The peculiar anatomy transformations that made the ancestors of pandas (Ailuropoda melanoleuca) developed a “false thumb,” exclusively dedicated to grasping bamboo stems, happened at least 6 million years ago, a new study indicates.
The discovery, made by researchers from China and the USA, indicates that the lifestyle of these bears is extremely ancient and successful, despite the risk of extinction that the animals face today.
“Our fossil panda achieved the same functionality as a modern panda back then,” he told Sheet study coordinator Xiaoming Wang of the Natural History Museum of the Municipality of Los Angeles. In the work, which has just appeared in the online edition of the journal Scientific Reports, Wang and his colleagues compared the front paw bones of current pandas with those of a specimen of the genus. Illustrationsdiscovered in the Chinese province of Yunnan.

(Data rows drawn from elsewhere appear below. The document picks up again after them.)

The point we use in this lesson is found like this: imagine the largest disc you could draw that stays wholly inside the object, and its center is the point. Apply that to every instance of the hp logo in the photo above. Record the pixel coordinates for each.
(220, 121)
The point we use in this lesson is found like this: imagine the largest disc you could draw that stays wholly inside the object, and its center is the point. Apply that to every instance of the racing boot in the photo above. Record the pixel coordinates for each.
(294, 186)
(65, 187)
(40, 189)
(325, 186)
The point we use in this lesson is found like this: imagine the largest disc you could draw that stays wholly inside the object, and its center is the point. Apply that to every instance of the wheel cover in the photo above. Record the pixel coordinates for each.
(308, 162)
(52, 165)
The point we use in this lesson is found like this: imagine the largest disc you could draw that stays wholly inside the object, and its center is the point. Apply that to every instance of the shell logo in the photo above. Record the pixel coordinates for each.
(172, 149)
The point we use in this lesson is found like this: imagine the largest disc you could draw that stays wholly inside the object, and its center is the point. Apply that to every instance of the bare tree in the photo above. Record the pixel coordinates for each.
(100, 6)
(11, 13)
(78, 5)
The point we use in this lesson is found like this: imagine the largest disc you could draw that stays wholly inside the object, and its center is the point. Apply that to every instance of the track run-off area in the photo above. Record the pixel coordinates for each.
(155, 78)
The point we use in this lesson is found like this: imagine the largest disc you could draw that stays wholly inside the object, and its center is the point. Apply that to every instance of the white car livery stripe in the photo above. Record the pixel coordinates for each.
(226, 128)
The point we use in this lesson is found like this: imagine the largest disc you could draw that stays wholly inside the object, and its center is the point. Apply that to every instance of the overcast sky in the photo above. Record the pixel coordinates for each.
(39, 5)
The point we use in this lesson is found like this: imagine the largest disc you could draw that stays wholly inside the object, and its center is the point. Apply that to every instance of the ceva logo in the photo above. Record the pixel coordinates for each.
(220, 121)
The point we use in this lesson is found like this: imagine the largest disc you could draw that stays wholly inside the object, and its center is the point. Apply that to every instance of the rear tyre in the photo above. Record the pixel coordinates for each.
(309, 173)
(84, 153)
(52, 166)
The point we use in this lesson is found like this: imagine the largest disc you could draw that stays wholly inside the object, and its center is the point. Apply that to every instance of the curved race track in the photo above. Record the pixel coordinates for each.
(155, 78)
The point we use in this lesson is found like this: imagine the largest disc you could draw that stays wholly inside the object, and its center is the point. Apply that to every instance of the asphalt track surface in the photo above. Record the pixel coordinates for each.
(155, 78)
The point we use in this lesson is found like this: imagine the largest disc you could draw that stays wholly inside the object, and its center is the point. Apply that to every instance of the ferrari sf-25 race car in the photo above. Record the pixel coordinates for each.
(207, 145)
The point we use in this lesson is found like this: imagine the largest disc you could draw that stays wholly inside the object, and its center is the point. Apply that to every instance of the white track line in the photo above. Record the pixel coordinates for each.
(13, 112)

between the bones of Illustrations are teeth (a molar and a canine), part of a humerus (in humans, the part of the arm that articulates with the shoulder) and, of course, the pseudothumb, which corresponds to an elongation of a wrist bone, the sesamoid. radial. This means that modern pandas actually have five human-like fingers arranged in a “straight line” and a false sixth finger.
In the animals we know today, the false thumb is curved at the tip. The curious structure allows the animal to firmly hold the bamboo stalks while tearing the plant apart with its teeth.
In fact, more than the fluffy black and white coat that every child knows, it’s this anatomical feature that really defines these bears.
Pandas practically only feed on bamboo, and, as their intestines are still basically identical to those of other bears, which normally eat everything and consume a lot of meat, this means that the animal has to spend 15 hours of its day devouring bamboos non-stop. to meet your nutritional needs. That’s why the efficiency of the false thumb is so important to him.
The new study revealed that the pseudothumb of the Illustrations it is slightly longer than its modern relatives, and also relatively straight, without the curve at the tip. “The current species’ false thumb offers a slight advantage in allowing it to hold bamboo more stably in its hands, but the difference in this is probably not that big,” says Wang.
Another important issue is the animals’ locomotion – after all, unlike the character in the series “Kung Fu Panda”, real-life pandas are still quadrupeds and therefore the “new thumb” cannot interfere with their movements.
“When it became curved, the false thumb, because of the less prominent tip, also facilitated locomotion,” explains the study’s author. “Think about what happens when the animal steps on it every time it walks. So we think that’s the reason why it got shorter, not longer, even though a larger shape would theoretically be , most useful for grasping bamboo stalks.”
Although the plant is a relatively nutrient-poor food source, it is available all the time, even in winter, in the regions of China inhabited by the species today and in the past. Thus, depending on bamboo was a relatively safe evolutionary bet, although tedious from a human point of view, which explains the maintenance of this lifestyle for so long.